Their existing setup was a single region deployment in Ireland. It worked, but it was one bad day away from a serious incident. They needed failover capability, they needed it to satisfy NHS data residency rules, and they needed it without doubling their AWS bill.
The Solution
We spent the first week mapping out the architecture and quickly landed on an active-passive design across eu-west-1 (Ireland, primary) and eu-west-2 (London, secondary). Both regions sit within the UK and Ireland, so data residency was covered from the start.
Aurora Global Database was the obvious choice for the data layer because it gave us asynchronous replication with sub-second lag and automatic failover. We put read replicas in the London region too, which cut query latency for users hitting that edge.
Then we hit our first snag. At the time, eu-west-2 didn’t support one of the WAF managed rule groups we wanted for NHS-specific threat filtering. We ended up writing custom rules against the OWASP baseline and layering in rate limiting on the ALBs ourselves. It took an extra few days, but the compliance auditor preferred it. She said it showed we understood the threat model rather than just ticking a box with a managed ruleset.
On the networking side, we locked CloudFront down with geo-restriction to UK-only delivery. Belt and braces, but it meant there was no path for patient data to accidentally egress to a non-compliant region.
For failover, we wired up Route 53 health checks to trigger database promotion and DNS cutover. Our target was under two minutes. The first failover test went sideways, though. DNS caching on the client’s legacy Java services meant some connections hung on to the old primary endpoint for nearly ten minutes. We fixed it by dropping the TTL on the health-checked records and adding a connection draining step to the runbook. After that, cutover consistently landed under 90 seconds.
The rest of the security stack was solid but unglamorous. KMS with customer-managed keys for encryption at rest. TLS 1.3 enforced on every API connection. Secrets Manager rotating credentials every 30 days via Lambda. AWS Config rules watching encryption status, IAM policies, and security groups, with automatic flagging if anything drifted.
We piped CloudTrail logs into a centralised logging stack so the client could pull audit trails during regulatory reviews without scrambling.
The Results
- 99.99% uptime over the first 12 months, comfortably above the 99.95% NHS SLA
- RTO of 2 minutes, RPO under 30 seconds thanks to continuous replication and the Route 53 failover chain
- Zero compliance findings across 18 months of operation after go-live
- SOC 2 Type II certification wrapped up within 6 months. NHS Digital DSPT requirements passed without remediation items.
- Monthly failover tests running automatically with no manual intervention needed
- 18% cost overhead for the secondary region.
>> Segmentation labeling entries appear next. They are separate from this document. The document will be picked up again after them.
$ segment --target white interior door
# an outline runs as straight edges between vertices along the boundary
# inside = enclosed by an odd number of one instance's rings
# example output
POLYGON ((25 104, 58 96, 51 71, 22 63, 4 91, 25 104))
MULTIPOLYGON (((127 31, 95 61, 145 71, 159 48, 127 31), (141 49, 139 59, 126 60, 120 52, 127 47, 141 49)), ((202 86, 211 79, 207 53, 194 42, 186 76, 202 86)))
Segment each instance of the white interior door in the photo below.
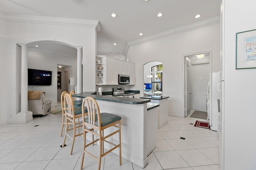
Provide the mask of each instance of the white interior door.
POLYGON ((206 111, 207 88, 210 80, 208 63, 191 66, 191 109, 206 111))
POLYGON ((190 112, 190 98, 191 94, 191 81, 190 81, 190 74, 191 69, 191 64, 190 64, 190 60, 188 58, 186 57, 186 71, 185 75, 185 116, 188 116, 190 112))

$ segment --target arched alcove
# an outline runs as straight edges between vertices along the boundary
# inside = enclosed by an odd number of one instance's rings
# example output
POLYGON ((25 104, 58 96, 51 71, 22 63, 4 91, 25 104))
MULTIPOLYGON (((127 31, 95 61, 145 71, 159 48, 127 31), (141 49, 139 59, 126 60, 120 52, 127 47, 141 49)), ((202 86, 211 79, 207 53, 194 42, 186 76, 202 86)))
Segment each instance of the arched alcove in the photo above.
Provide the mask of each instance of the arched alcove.
POLYGON ((143 66, 144 93, 146 95, 147 93, 152 90, 162 91, 162 70, 158 70, 159 69, 157 70, 156 66, 159 65, 162 66, 162 63, 154 61, 147 63, 143 66), (155 69, 152 70, 152 68, 154 67, 155 67, 155 69))

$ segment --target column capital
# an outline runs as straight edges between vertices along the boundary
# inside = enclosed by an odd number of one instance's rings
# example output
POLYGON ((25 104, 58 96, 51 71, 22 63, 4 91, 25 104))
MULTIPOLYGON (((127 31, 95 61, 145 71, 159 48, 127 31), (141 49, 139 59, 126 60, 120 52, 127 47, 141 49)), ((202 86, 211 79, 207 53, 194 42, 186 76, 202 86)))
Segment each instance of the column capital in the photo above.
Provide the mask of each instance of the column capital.
POLYGON ((27 45, 26 44, 18 44, 18 45, 20 46, 20 47, 26 47, 26 48, 30 47, 30 46, 27 45))
POLYGON ((82 46, 75 46, 75 47, 76 47, 78 50, 79 49, 83 49, 83 47, 82 46))

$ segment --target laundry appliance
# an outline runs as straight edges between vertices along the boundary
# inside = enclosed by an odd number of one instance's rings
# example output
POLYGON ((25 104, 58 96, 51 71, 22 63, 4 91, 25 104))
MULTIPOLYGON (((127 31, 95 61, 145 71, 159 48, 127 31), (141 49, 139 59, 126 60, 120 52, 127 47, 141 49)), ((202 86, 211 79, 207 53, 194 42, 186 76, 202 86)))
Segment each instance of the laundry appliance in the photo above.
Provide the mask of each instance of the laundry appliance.
POLYGON ((218 130, 219 121, 218 114, 218 100, 220 98, 220 92, 218 90, 218 86, 220 80, 218 78, 218 72, 210 72, 210 81, 208 84, 206 108, 209 119, 209 124, 211 129, 218 130))

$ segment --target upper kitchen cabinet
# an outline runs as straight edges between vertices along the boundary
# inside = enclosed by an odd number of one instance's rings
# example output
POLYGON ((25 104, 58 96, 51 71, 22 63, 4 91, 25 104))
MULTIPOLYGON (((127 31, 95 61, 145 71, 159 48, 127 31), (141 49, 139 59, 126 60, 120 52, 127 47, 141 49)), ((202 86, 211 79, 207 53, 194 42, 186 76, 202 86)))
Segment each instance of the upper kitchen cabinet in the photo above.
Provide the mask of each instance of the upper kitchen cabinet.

The client’s CTO called it the cheapest insurance policy they’d ever bought.
- DR testing time cut from 4 hours to 20 minutes using AWS Backup and Lambda orchestration
The best feedback came from the NHS trusts themselves. Procurement teams that had previously flagged resilience concerns started approving the platform without further questions. Patient data stays in the UK, failover is tested every month, and the whole thing runs without anyone having to babysit it. That was the goal from day one.